A Heating, Ventilation and Air Conditioning (HVAC) crew of roughly a dozen men responsible for keeping Boise State’s campus warm, cold and dry at all the right times have spent their entire careers servicing the same three steam boilers.
Beneath the iconic smokestack rising from the steam boiler building behind the Liberal Arts building, classrooms and offices across campus received heating from those three boilers for 59 years. Barbara Beagles, the executive director of facilities at Boise State, said that’s roughly twice as long as their predicted service life.
The boilers are being replaced as part of the capital renewal program, a $90 million dollar grant from the state of Idaho given to Boise State to catch up on maintenance the university couldn’t previously afford to perform, like replacing massive steam boilers.
The capital renewal program is expected to run until 2028 and consists of about 64 projects split between two phases.

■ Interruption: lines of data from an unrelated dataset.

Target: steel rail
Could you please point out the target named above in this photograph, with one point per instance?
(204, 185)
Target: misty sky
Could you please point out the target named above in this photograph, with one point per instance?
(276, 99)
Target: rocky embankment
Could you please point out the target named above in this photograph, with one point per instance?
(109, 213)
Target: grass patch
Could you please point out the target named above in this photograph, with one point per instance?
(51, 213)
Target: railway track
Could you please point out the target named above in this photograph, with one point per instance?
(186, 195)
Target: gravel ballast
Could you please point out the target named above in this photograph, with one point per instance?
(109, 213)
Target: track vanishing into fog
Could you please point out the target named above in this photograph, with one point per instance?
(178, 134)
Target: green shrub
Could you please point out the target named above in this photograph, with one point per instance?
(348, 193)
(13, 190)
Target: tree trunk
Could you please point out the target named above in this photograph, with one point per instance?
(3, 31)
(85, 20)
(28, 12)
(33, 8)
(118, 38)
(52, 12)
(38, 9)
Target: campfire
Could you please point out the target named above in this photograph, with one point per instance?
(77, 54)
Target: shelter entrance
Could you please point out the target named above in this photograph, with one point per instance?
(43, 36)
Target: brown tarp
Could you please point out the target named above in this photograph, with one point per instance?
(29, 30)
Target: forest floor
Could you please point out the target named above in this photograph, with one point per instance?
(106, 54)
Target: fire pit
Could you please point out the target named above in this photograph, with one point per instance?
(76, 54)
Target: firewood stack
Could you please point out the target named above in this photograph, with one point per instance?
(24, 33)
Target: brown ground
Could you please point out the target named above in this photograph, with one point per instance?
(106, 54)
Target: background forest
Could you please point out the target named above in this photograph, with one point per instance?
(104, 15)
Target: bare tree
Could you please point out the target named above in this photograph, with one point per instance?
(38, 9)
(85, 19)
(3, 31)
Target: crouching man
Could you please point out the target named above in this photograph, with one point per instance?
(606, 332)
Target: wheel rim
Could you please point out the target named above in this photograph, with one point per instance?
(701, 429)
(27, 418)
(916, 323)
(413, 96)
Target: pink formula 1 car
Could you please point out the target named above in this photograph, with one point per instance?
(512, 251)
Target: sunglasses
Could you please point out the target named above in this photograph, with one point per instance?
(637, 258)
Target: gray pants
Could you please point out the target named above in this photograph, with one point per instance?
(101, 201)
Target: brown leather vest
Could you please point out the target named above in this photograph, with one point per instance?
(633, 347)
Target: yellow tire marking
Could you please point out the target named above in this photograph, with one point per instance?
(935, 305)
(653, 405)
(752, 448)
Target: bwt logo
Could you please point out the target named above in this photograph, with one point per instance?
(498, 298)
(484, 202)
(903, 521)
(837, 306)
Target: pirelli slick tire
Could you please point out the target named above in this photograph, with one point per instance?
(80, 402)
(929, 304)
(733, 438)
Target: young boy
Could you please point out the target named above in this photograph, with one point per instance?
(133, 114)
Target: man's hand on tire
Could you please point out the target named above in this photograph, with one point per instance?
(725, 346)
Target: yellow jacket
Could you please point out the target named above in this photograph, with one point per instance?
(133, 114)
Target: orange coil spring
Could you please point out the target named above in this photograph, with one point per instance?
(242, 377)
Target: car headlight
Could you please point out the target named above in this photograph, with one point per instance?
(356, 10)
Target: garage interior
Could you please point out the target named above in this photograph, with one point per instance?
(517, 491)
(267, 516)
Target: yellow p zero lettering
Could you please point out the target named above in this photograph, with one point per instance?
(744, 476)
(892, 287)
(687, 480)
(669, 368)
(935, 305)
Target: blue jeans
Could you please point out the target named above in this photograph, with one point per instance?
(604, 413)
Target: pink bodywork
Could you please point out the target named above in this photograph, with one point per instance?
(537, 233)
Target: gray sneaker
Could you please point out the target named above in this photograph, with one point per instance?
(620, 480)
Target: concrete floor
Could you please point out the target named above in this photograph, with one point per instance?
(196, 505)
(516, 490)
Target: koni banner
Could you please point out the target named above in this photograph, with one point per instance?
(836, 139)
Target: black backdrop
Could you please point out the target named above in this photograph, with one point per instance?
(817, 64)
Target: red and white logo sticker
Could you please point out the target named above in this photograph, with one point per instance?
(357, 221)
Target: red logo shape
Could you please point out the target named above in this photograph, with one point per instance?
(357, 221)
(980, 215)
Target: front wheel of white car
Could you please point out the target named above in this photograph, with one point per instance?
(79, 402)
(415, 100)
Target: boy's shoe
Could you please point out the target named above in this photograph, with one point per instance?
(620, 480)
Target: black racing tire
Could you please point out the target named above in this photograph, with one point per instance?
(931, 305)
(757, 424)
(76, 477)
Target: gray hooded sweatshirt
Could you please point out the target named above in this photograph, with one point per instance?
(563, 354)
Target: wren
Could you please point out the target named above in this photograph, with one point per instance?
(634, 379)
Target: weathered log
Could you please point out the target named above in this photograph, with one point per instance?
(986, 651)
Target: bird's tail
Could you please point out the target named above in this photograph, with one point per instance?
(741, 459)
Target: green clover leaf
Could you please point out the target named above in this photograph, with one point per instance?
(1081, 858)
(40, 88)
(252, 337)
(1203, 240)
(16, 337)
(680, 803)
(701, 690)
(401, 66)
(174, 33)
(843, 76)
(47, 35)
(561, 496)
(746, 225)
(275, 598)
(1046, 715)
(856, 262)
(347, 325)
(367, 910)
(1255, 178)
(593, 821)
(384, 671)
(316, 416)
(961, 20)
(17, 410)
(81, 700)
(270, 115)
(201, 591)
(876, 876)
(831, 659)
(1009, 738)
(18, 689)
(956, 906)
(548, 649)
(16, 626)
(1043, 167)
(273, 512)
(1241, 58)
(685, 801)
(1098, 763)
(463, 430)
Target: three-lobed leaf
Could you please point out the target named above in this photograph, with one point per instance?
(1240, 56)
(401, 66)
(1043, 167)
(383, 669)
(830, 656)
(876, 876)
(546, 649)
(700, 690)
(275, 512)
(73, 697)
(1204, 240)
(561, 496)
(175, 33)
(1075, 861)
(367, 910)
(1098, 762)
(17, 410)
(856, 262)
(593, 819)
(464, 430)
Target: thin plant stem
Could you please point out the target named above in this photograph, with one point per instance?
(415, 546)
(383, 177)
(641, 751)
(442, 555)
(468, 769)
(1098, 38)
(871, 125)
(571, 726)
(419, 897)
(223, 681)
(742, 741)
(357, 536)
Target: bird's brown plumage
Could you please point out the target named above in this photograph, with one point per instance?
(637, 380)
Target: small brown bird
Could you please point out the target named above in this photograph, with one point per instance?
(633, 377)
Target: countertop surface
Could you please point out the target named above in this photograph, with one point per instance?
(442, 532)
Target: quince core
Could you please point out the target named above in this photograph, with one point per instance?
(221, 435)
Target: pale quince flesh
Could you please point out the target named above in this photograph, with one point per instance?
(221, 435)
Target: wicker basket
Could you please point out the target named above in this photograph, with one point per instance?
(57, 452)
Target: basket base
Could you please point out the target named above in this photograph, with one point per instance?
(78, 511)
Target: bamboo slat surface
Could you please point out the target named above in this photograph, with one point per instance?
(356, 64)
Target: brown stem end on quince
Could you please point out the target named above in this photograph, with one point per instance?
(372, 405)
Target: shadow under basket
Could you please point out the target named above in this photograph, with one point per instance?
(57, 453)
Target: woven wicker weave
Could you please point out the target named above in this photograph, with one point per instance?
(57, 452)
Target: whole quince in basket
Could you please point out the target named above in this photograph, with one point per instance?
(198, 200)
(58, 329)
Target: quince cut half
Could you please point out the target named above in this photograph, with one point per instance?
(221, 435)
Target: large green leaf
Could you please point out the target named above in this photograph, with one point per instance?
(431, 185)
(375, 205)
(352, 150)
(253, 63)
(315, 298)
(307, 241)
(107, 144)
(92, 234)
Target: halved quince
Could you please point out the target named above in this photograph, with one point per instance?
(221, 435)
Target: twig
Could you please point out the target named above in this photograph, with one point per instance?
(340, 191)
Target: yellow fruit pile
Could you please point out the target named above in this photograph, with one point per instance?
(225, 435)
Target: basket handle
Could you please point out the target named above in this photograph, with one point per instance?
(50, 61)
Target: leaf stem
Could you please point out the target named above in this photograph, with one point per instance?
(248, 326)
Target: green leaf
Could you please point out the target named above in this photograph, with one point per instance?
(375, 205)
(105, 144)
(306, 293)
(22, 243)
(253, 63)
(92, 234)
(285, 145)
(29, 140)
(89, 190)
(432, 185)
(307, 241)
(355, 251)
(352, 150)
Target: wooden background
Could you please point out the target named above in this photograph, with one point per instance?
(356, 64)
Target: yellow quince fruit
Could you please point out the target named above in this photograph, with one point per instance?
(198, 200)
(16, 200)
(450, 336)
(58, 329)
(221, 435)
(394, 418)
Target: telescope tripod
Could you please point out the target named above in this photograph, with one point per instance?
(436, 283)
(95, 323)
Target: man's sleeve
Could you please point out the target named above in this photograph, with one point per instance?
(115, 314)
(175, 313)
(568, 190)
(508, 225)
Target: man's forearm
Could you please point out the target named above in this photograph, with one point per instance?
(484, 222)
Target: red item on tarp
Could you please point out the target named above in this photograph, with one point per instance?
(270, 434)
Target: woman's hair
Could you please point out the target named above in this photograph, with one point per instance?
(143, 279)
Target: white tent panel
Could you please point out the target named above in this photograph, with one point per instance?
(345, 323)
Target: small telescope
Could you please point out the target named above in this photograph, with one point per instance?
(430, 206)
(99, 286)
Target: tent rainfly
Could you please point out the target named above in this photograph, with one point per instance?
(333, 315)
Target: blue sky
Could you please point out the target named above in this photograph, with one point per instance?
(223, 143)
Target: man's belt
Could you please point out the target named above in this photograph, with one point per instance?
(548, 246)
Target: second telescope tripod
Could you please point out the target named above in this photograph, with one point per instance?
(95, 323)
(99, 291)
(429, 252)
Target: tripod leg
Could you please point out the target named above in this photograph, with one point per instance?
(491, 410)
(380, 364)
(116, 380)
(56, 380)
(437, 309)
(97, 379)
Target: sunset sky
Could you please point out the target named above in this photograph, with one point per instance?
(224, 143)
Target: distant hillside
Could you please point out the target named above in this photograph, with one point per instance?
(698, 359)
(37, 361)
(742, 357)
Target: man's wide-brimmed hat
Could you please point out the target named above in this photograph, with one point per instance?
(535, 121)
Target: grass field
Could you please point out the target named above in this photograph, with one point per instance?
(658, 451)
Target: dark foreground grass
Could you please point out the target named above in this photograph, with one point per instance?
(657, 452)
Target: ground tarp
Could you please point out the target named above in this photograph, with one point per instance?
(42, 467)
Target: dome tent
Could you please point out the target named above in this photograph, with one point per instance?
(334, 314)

Projects range from upgraded lights to new concrete on sidewalks in the Quad.
“The state of Idaho had a surplus of money and they decided to use that surplus and spread it out amongst all of the state agencies to basically work on ‘deferred maintenance’ projects,” said Beagles.

Beagles said she “hates” the term “deferred maintenance” as it implies workers simply chose not to do the maintenance in the past, when really, they were financially unable to.
“It’s deferred capital,” said Beagles. “If we weren’t doing our maintenance, these [boilers] would have died long before now.”
The boilers supply heat across Boise State’s campus through nearly a mile of tunnels — tunnels the HVAC crew sometimes must traverse to perform necessary maintenance. The tunnels are too short for a grown adult to stand up in and are mostly occupied by the massive steam pipes.
Facilities HVAC Foreman Mike Sherwood described the ordeal.
“There’s times where you’re crawling through and picture opening that small drawer,” Sherwood said as he pointed at a small tool drawer in the HVAC shop.
“That’s the space you get to move through, it’s extremely confined and uncomfortable. You’re losing skin to go through,” he said.
Sherwood said that with the many upgrades the capital renewal program is bringing, HVAC technicians won’t have to slither through confined tunnels anymore. Rather, they’ll be able to access the pipes with a greater number of maintenance hatches than before.
Those maintenance hatches will be installed when vast swaths of concrete making up the Quad’s walkway are torn up, which means that by the end of the program in 2028, students’ shoes will be treading fresh concrete.
Brian Emtman leads a group of about 30 people who cover HVAC, electrical, plumbing, energy management, facilities engineering, building automation and geographic information systems. Emtman provided additional details of the capital renewal program.

“[Facilities] has been working to identify and scope the projects that would be beneficial to campus from the facilities perspective. There are other groups on campus, like the auxiliaries, that have been reached out to as well,” said Emtman.
Auxiliaries are campus facilities that are not directly managed by the university and are responsible for their own maintenance. This includes Residence Life’s dorm buildings, the Morrison Center and athletics facilities, among others.
“They’re [auxiliaries] also feeding projects into the capital renewal effort, essentially identifying things that we feel would be impactful to campus that would be priorities for the capital renewal funding,” said Emtman.
He said the program includes many smaller behind-the-scenes changes that students will never notice.
“[We’re going] to see upgrades to some buildings’ plumbing infrastructure: old galvanized piping that’s outdated being replaced with newer technology to reduce the risk of leaks. We’ll be upgrading electrical infrastructure in a lot of buildings,” Emtman said.
While the capital renewal project will take a number of years to complete and will involve some invasive construction and maintenance, the end product is what Boise State Facilities professionals hope will mean a smoother-operating campus where maintenance is less frequent.